1. “The Methodist movement went to the streets, extending a fairly strict orthodoxy on an unsuspecting world. Not so, emerging church”
I think part of my confusion with Dan’s post is that he is referring to a longer emergent conversation that I am not aware of. My understanding of the emergent church is based on the conversation/movement that has coalesced around Emergent Village with voices from a few others who aren’t as directly tied to EV. Think Rob Bell and Shane Claiborne.
The emergent church doesn’t have a “fairly strict orthodoxy” but there are definitely some guiding principles. From the Emergent Village website:
- Growing”: which indicates our desire to develop as the dreams of God for the healing, redemption, and reconciliation of the world develop.
- “Generative”: which means that we expect our friendship to generate new ideas, connections, opportunities, and works of beauty.
- “Friendship”: Because we firmly hold that living in reconciled friendship trumps traditional orthodoxies – indeed, orthodoxy requires reconciliation as a prerequisite.
- “Missional”: Because we believe that the call of the gospel is an outward, apostolic call into the world.
Though this can’t be construed as “orthodoxy,” perhaps we can see this as A Wesleyan Quadrilateral for the 21st century? Or anti-orthodoxy? And taking that “fairly strict orthodoxy to an unsuspecting world”? While most Christians during the last decade plus spent most of their time dreaming of mega churches and political power in the vehicle of the religious right, emergent folks were quietly organizing their churches and theology for a post-Christian right America.
2. “The Methodist movement aimed at the lower classes — the workers, blue collar and otherwise, with little advanced education. Emergent? Primarily the privileged classes with above average income and education (with some exceptions)”
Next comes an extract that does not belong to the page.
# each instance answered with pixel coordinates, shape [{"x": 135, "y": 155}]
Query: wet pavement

Are emergents in the prisons, in the fields, in the unemployment lines, at the Wal-Mart? Probably not enough–but what church is? There are of course some very smart people who head up the emergent conversation–but didn’t John Wesley go to Oxford?
Tony Jones likes to tell the story of Trucker Frank–a pastor-turned truck driver–who embodies working class sensibilities. Here is a video of Trucker Frank. Most emergent folks I know are intentional about building a “church” that includes the poor and working class– and art kids!
3. “Methodist movement governed by rules, regulations, and protocols. Emerging/emergent… not so much. Methodist movement ruled by a hierarchy; uhm, not so’s you’d notice in the emerging church. Context is hugely different. Sources and backgrounds, very different. Focus, fundamentally different. Energy — okay, energy and passion pretty close (but you can say the same of American Idol).”
Yes, the energy and passion of the early Methodists and the emergents are “pretty close” but I wouldn’t say that the emergents’ passion is “American Idol”-esque. Most of the emergent leaders don’t make much of a living through there writing and church leadership gigs. There has to be a real passion to keep this thing moving!
There isn’t an emergent hierarchy and Emergent Village has just got rid of its national coordinator position. But there was seemingly much room to operate within the hierarchy of the early Methodists –especially on the North American Frontier. Here is a quote from Wikipedia bout those early Methodist circuit riders:”
They traveled with few possessions, carrying only what could fit in their saddlebags. They traveled through wilderness and villages, they preached every day at any place available (peoples’ cabins, courthouses, fields, meeting houses, later even basements and street corners.
It was those efforts that built the early Methodist Church and made it the most importan protestant denomination in the country. Many of the Emergent leaders carry on this same spirit–minus the hierarchy.
Now, I don’t think the Early Methodist movement inspired the emergent convesration all that much–but that both originate from a similar historical place. I think the emergent conversation overall could give many UMCers room to operate in ways that could potentially challenge and transform the United Methodist Church into something much closer to what Wesley was all about.